By aiming for lower clocks you can have less branch mispredicts and faster cycle caches. And you need less transistors, meaning more efficient.
Memory subsystem is vastly superior due to better engineering and the focus on lower clocks. It's 192KB + 128KB L1 for the A12 and successors with 3 cycle latency. It completely blows the competition away. It's massive caches with low latency is another reason why it's so power efficient.*
You should actually read into proper articles describing fundamental CPU architecture rather than just guessing. And the claims that there is no simple answer is laughable - one company clearly laps around the others for many years now, the lead so big that even after 4 years of stagnation it's still among the top. The designers clearly knew what they were doing. Do you think these guys just close their eyes and randomly decide by a ballot on what to improve?

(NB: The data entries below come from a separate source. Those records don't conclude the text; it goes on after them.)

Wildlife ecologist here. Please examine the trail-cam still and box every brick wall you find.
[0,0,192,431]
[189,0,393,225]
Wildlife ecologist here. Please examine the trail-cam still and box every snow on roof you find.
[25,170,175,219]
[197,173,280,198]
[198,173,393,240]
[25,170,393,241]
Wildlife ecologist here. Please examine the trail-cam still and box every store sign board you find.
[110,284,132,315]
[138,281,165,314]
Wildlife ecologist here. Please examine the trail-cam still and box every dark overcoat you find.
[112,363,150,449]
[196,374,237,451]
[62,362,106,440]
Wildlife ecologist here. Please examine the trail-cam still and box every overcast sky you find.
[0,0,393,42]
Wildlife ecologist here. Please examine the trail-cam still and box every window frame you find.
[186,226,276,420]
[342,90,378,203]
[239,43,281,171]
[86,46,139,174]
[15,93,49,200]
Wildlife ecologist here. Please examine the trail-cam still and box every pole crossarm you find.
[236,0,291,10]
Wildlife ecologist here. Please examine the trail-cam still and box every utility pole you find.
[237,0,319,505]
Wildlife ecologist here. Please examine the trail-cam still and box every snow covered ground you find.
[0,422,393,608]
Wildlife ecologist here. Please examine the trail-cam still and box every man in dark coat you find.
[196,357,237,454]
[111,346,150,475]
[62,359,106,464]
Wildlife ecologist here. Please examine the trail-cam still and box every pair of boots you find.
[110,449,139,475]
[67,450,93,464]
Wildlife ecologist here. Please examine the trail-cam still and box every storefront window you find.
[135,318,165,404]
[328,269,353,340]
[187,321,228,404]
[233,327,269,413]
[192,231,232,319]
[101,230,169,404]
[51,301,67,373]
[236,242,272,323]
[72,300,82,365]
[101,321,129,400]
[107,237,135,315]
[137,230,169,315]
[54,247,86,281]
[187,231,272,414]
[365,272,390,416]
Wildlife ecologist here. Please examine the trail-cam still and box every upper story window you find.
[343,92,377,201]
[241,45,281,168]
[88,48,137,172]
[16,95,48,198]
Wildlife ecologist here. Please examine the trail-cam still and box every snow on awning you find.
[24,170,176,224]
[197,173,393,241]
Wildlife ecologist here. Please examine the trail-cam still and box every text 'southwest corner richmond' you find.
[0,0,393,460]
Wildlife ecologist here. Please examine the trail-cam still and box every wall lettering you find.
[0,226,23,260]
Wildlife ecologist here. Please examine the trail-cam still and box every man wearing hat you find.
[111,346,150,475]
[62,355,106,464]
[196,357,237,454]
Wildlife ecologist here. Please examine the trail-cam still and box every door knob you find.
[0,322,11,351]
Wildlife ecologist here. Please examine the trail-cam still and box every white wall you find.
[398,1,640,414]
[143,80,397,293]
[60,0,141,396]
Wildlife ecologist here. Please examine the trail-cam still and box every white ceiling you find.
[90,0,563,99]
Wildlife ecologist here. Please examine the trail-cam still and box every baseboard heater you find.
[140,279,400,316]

*Having data accesses closest to the chip is what saves power. It is that simple. Apple is just executing on common sense logic. Engineers have long said SRAM is the lowest power per bit.

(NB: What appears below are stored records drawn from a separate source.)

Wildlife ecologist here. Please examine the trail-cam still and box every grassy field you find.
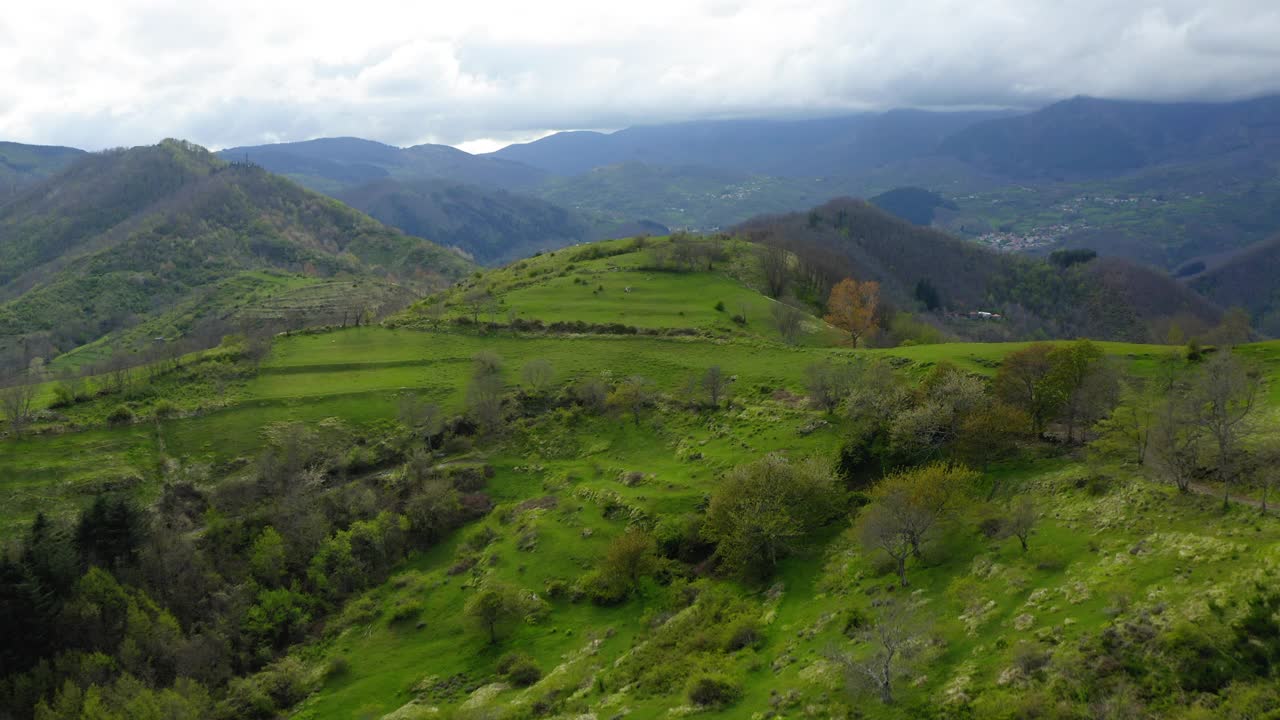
[10,245,1280,720]
[0,320,1239,534]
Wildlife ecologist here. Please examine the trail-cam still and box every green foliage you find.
[703,455,844,579]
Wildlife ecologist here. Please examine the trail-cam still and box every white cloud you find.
[0,0,1280,147]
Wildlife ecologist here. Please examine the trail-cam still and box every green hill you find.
[0,141,470,376]
[338,179,595,264]
[736,199,1221,342]
[0,142,84,197]
[0,237,1280,720]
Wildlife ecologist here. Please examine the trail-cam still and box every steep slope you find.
[868,187,956,227]
[490,110,1006,177]
[735,199,1219,341]
[1190,236,1280,334]
[338,179,593,264]
[0,142,84,196]
[940,96,1280,178]
[219,137,545,193]
[0,141,470,363]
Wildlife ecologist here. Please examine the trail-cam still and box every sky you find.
[0,0,1280,151]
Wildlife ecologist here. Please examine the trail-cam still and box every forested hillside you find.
[0,141,470,376]
[736,199,1221,342]
[0,235,1280,720]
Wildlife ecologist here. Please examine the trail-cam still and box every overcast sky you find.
[0,0,1280,150]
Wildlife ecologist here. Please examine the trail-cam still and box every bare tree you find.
[609,375,658,427]
[772,301,804,345]
[520,357,556,393]
[1146,387,1206,493]
[1197,350,1261,509]
[0,382,40,437]
[703,365,728,407]
[1005,496,1037,552]
[760,245,790,300]
[828,600,925,705]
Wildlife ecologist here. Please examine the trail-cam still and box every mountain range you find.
[0,92,1280,366]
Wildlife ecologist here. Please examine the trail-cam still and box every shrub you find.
[723,618,764,652]
[685,675,741,707]
[106,405,133,425]
[151,398,178,419]
[498,652,543,688]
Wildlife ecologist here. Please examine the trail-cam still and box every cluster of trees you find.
[1094,347,1264,510]
[0,404,500,719]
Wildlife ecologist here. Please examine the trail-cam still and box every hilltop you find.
[0,141,471,376]
[0,230,1280,720]
[0,142,84,201]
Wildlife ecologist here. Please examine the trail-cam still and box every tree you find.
[1047,340,1117,442]
[826,278,879,347]
[701,365,728,407]
[0,383,38,436]
[248,525,287,587]
[599,528,657,594]
[1144,387,1206,493]
[1196,350,1261,509]
[771,301,804,345]
[703,455,844,579]
[993,342,1065,437]
[860,462,978,579]
[955,400,1029,484]
[891,369,987,454]
[760,245,790,300]
[244,588,311,651]
[520,357,556,395]
[462,580,529,644]
[828,600,925,705]
[467,351,504,433]
[804,360,854,413]
[609,375,657,427]
[1094,377,1161,465]
[1005,496,1037,552]
[399,395,444,441]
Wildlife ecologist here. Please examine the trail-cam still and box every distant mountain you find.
[868,187,956,227]
[338,179,596,264]
[0,141,472,356]
[0,142,84,201]
[1190,234,1280,327]
[218,137,547,193]
[735,199,1220,341]
[489,110,1009,177]
[938,96,1280,179]
[531,163,847,231]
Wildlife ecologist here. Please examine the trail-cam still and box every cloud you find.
[0,0,1280,149]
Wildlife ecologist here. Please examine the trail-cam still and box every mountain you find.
[218,137,545,193]
[938,96,1280,178]
[489,110,1007,177]
[0,142,84,201]
[337,179,595,264]
[0,141,471,366]
[735,199,1221,341]
[868,187,956,227]
[532,161,846,229]
[1188,236,1280,327]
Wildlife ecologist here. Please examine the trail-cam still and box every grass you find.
[0,239,1280,720]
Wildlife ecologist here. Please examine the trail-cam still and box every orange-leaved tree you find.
[826,278,879,347]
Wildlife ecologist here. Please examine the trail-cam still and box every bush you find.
[685,675,741,707]
[106,405,133,425]
[498,652,543,688]
[723,618,764,652]
[151,400,178,419]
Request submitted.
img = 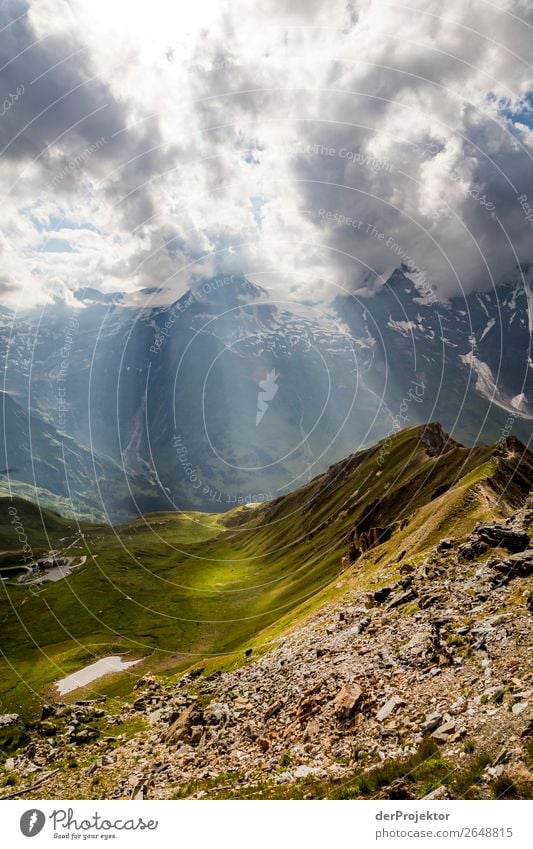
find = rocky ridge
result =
[0,497,533,799]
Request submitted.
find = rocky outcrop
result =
[420,422,464,457]
[0,486,533,799]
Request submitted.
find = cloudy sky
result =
[0,0,533,307]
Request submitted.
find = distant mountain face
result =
[0,271,533,520]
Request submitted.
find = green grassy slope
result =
[0,428,533,713]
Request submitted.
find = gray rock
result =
[376,696,405,722]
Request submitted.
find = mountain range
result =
[0,268,533,522]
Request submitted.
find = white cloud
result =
[0,0,533,303]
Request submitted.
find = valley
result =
[0,424,533,798]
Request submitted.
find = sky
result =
[0,0,533,308]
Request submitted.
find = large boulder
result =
[333,684,363,719]
[490,548,533,586]
[0,713,29,753]
[476,525,529,553]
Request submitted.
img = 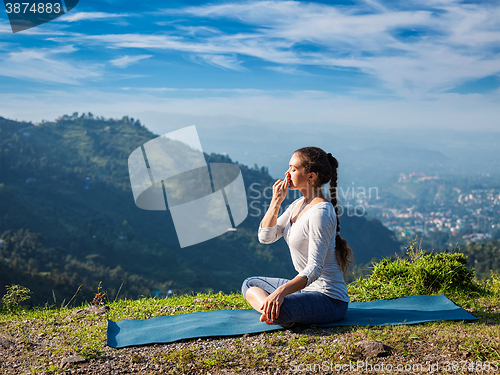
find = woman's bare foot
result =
[260,314,274,324]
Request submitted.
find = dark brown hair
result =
[294,147,354,274]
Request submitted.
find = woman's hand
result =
[260,288,285,324]
[273,175,288,204]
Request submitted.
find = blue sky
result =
[0,0,500,133]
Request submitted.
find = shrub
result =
[2,285,31,312]
[349,239,484,301]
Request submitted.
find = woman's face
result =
[285,154,308,190]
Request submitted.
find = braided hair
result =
[294,147,353,274]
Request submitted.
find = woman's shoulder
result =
[309,201,337,220]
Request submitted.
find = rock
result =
[354,340,392,358]
[70,306,109,316]
[61,355,87,367]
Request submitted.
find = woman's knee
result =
[241,277,254,298]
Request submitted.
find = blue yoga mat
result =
[107,295,477,348]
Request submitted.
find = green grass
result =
[0,248,500,374]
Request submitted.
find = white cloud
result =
[0,88,499,132]
[110,55,153,68]
[0,46,101,85]
[265,66,312,76]
[60,12,128,22]
[195,55,245,71]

This is the high level basics of the best architecture
-8-10 stage pipeline, no more, cuts on area, transistors, and improves performance by lowering branch mispredicts.
-Lower clocks, which will increase over time with better process.
-Lower clocks allows making large caches with relatively low latency.
-All the decisions above also serve to lower power consumption. Large SRAM reduces pJ/bit thus requires less power per compute.
-Pair with excellent management and brilliant engineers.
It is Apple that had it for the longest time, that's why they are successful. Has nothing to do with being a fanboy or whatever. That's just stupid bias. It's merely recognizing good work where it is.
Many people try to find a simple explanation of why one chip is faster than the other one.
Some try to explain it by the ISA and make a lot of stupid claims regarding RISC vs. CISC. Other ones try to explain it using the decoder width: just make the decoder wider, and that's all. From time to time, I have seen speculations about the L1 cache size and latency. A long time ago, there were also speculations regarding the pipeline length, especially with the Netburst launch...
The hard truth is that there's no silver bullet. When you design an architecture, you need to find the right balance to meet the requirements and restrictions.
Let's take Apple P-cores as an example. Initially, they were designed for mobile devices with lower clock speeds. Apple has to make them wide. The P-core in Apple M-series chips, for example, was designed to execute 8 uops per cycle on average. This approach requires much more complex structures, takes more area, and is more expensive. It offers better efficiency on lower frequencies but scales pretty badly on higher ones.
As a result, the core of the Apple M4 running on 4.5 GHz consumes more than twice the power of the M1 (7.21W vs. 3.43W). Actually, we are looking at power numbers similar to those of AMD Zen 4 running on 5.2-5.4 GHz and on the much older node.
Intel and AMD use different approaches. They are running on high clocks already but process ~6 uops per cycle on average in the current generation (Zen 4 and Raptor Cove). The most obvious step is to widen the execution. Skymont and Lion Cove are targeted to execute ~8 uops per cycle on average (nearly the same amount as Apple Silicon) while running on higher clock speeds.
I think we will see something similar with Zen 5. Probably, they increased the average throughput from 6 to 7 uops to get a 16% IPC boost.
Apple looks pretty confusing here because you can't increase the frequency indefinitely. We had that case many times before with Intel (Netburst, Skylake, Alder Lake). At a certain point, you have to introduce some major changes to the architecture. M4 is technically another refresh of M1 (M1+++). The case with Apple is even more complicated because they use the same P-cores for their phones, tablets, laptops, and even Mac Pro. They all have different priorities.